The church may have had a hard time accepting new truth about the universe and about hidden unconscious motivation and about how much a part of nature we really are, but there is one area in which the church has had more trouble in accepting new ideas than in almost any other. That area is in the realm of religion itself, which is her realm to seek and hers alone. One of the most regrettable things to me is that the church has such a difficult time accepting any new discovery in religion. We seem to want everything new but "give me that old time religion."
For instance, it has taken a long time for the church to see that qualifications for ministry and service have nothing to do with gender. Denomination after denomination still struggle with the question. A former presiding Bishop of the Episcopal church has put it this way: "Ordination is not an obstacle to Christian unity, but an occasion for the expansion of ministry." Several years ago, as a minister of the Christian church (Disciples of Christ), I became convinced that inclusion of women elders was not only a good idea whose time had come but theologically and biblically essential to the unity and fullness of the gospel (as are women deacons and ministers). I became convinced the day the words of Acts 2:17 leapt out at me: "Your sons and your daughters will prophesy." It's no coincidence, I think, that the pentecostal churches were some of the first to welcome women into the ranks of the clergy. Where the Spirit guides us into new truth in religion, it guides us into seeing the fullness of ministry in all areas of the church's life. We have a guarantee. The Spirit will see to it.
Those of you who have purchased a home or a piece of property can remember the feelings you had the first time you did it. You were both excited and scared. Then came that time when you were about to close the deal. You were asked to put some money down as an "earnest" payment, a sign of good faith that you were good for the remainder. Unless someone had explained the term to you before, the concept was probably a new one at the time.

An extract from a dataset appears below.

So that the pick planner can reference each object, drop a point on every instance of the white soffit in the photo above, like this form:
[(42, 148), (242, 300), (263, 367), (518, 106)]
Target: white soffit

Our thinking about the Holy Spirit is equally new and many of us have not had much experience or opportunity to reflect upon it. It catches us off guard unless someone takes the time to explain it to us. Paul put the two concepts just mentioned together in at least three places in his letters when he was trying to explain his message. At one point Paul writes: "... he has put his seal upon us and given us his Spirit in our hearts as a guarantee" (2 Corinthians 1:22 RSV). The Revised Standard Version translates the Greek word as a guarantee. A more accurate translation would be earnest. The New Revised Standard Version spells it out even further. The Spirit is "a first installment." Then it is that we learn who the Holy Spirit is and what the Holy Spirit does for us. The Spirit is God's earnest payment or first installment to us, a promise of bigger and better things to come, a tangible reminder that God will make good on the rest come what may. We don't even need to make the first payment. God has already taken care of that for us. We have his word on it. More than that, we have God's down payment about our future welfare, the promise to be the guide and guarantee of our lives. Amen.
__________
Zsolt De Harsanyi, Paul Tabor, trans., The Star Gazer (New York: G.P. Putnam's Sons, 1939), 282.